EndpointMethodDescription
/GETPipeline dashboard UI
/healthGETService health check
/health/:nameGETPer-pipeline health check (includes data source status)
/pipelinesGETList all registered pipelines
/pipeline/:nameGETGet specific pipeline info
/data_sourceGETList all data sources
/:name/executePOSTExecute a pipeline by name

Context Files

A context file (ctx.yaml) defines the data sources available to your pipelines. Each data source is registered as a table in the query engine.

data_sources:
- name: "products" # Table name used in SQL queries
type: "csv" # Data source type
path: "data/products.csv" # File path or connection string
options: # Type-specific options
has_header: true
delimiter: ","
schema_infer_max_records: 1000
description: "Product catalog"

You can define multiple data sources of different types in a single context file:

data_sources:
- name: "users"
type: "postgres"
connection_string: "postgresql://localhost:5432/mydb?sslmode=disable"
options:
table: "users"
schema: "public"
user_env: "PG_USER"
pass_env: "PG_PASSWORD"

- name: "orders"
type: "csv"
path: "docs/sample_data/orders.csv"
options:
has_header: true
delimiter: ","

Access Mode

By default, all data sources are read-only — only SELECT queries are allowed. To enable write operations (INSERT, UPDATE, DELETE), set access_mode: read_write on the data source. Only postgres, mysql, sqlite, mongo, and redis sources support read_write mode; setting it on other types will produce an error at startup.

data_sources:
- name: "users"
type: "postgres"
connection_string: "postgresql://localhost:5432/mydb?sslmode=disable"
access_mode: read_write # Enable INSERT/UPDATE/DELETE
options:
table: "users"
user_env: "PG_USER"
pass_env: "PG_PASSWORD"

- name: "products"
type: "csv"
path: "data/products.csv"
# access_mode defaults to read_only (CSV doesn't support writes)

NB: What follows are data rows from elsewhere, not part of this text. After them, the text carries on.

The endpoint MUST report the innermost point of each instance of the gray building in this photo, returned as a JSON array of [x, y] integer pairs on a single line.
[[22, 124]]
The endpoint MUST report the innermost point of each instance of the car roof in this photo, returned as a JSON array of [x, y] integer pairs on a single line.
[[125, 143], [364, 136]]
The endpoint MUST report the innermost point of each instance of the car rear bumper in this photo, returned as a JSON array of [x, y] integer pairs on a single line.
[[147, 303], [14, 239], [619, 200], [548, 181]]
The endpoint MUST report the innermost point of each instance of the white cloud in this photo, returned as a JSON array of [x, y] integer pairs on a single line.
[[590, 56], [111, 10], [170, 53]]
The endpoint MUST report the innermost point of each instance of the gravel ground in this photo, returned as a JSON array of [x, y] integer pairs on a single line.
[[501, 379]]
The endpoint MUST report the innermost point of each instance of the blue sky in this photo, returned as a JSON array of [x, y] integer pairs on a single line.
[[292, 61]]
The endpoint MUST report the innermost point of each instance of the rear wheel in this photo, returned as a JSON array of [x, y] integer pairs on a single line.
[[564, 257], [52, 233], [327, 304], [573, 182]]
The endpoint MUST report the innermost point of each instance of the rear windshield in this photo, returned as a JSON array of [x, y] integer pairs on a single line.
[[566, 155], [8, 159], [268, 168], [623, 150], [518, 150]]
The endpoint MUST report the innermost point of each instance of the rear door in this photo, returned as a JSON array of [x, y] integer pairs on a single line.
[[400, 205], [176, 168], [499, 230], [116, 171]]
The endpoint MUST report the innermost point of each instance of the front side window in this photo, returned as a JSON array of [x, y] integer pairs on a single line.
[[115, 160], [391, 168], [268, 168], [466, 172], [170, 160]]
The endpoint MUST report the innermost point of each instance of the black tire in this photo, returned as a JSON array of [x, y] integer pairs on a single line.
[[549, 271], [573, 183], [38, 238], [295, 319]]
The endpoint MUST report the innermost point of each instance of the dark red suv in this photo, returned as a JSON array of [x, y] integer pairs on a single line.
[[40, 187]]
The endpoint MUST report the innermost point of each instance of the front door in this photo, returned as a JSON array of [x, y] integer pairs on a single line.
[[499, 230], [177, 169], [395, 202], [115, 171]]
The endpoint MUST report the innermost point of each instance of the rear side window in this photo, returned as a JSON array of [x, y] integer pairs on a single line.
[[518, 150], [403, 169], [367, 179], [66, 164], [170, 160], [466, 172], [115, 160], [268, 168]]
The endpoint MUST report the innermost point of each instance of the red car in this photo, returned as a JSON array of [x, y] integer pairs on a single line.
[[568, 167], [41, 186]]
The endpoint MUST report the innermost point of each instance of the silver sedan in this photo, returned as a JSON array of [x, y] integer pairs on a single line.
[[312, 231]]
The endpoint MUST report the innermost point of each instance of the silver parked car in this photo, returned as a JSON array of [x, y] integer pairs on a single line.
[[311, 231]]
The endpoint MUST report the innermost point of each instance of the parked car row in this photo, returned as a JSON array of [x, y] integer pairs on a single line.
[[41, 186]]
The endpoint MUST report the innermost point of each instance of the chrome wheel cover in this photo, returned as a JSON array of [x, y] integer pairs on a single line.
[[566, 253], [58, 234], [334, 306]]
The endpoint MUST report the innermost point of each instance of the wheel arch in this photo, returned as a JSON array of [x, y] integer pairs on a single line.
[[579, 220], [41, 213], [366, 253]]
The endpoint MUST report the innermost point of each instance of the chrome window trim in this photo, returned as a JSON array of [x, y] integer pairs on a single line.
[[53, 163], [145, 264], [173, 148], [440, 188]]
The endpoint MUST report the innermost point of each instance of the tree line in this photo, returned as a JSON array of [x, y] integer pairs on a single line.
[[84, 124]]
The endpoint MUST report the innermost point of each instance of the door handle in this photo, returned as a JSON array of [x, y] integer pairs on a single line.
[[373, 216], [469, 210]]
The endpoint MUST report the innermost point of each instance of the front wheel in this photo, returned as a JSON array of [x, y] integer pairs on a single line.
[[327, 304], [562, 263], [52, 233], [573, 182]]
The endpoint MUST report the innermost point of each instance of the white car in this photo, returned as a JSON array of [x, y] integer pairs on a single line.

If a pipeline attempts a write operation on a read_only source, the server returns an error:

Write operation not allowed on data source 'products'. The data source is configured with 'read_only' access mode.

In-Memory Caching

For file-based sources (csv, parquet, iceberg), you can set enable_cache: true to load the entire dataset into memory at startup. This gives significantly faster query performance at the cost of memory usage.

data_sources:
- name: "products"
type: "csv"
path: "data/products.csv"
enable_cache: true # Load into memory at startup
options:
has_header: true

This is useful for datasets that are queried frequently and fit in memory. The cache is created once at startup and used for all subsequent queries.

Pipeline Files

A pipeline file defines a SQL query with parameter placeholders. Parameters are enclosed in {braces} and automatically extracted. Types and response schemas are inferred from the SQL and table schemas.

metadata:
name: product-search-demo
version: 1.0.0
description: "Product search and filtering"

query: |
SELECT
"Name" as product_name,
"Brand" as brand,
"Price" as price
FROM products
WHERE ({brand} IS NULL OR "Brand" = {brand})
AND ({max_price} IS NULL OR "Price" < {max_price})
ORDER BY "Price" ASC
LIMIT {limit}

Execute with:

curl -X POST http://localhost:8080/product-search-demo/execute \
-H "Content-Type: application/json" \
-d '{"brand": "Apple", "max_price": 500.0, "limit": 10}'

Use the {param} IS NULL OR ... pattern for optional filters — pass null to skip a filter.

Response Format

Success:

{
"success": true,
"data": [{"product_name": "Laptop", "price": 999.99}],
"rows": 1,
"execution_time_ms": 15,
"timestamp": "2025-01-15T12:00:00.000Z"
}

Error:

{
"success": false,
"error": "Missing required parameters: limit",
"error_type": "parameter_validation_error",
"details": {"missing_parameters": ["limit"]},
"timestamp": "2025-01-15T12:00:00.000Z"
}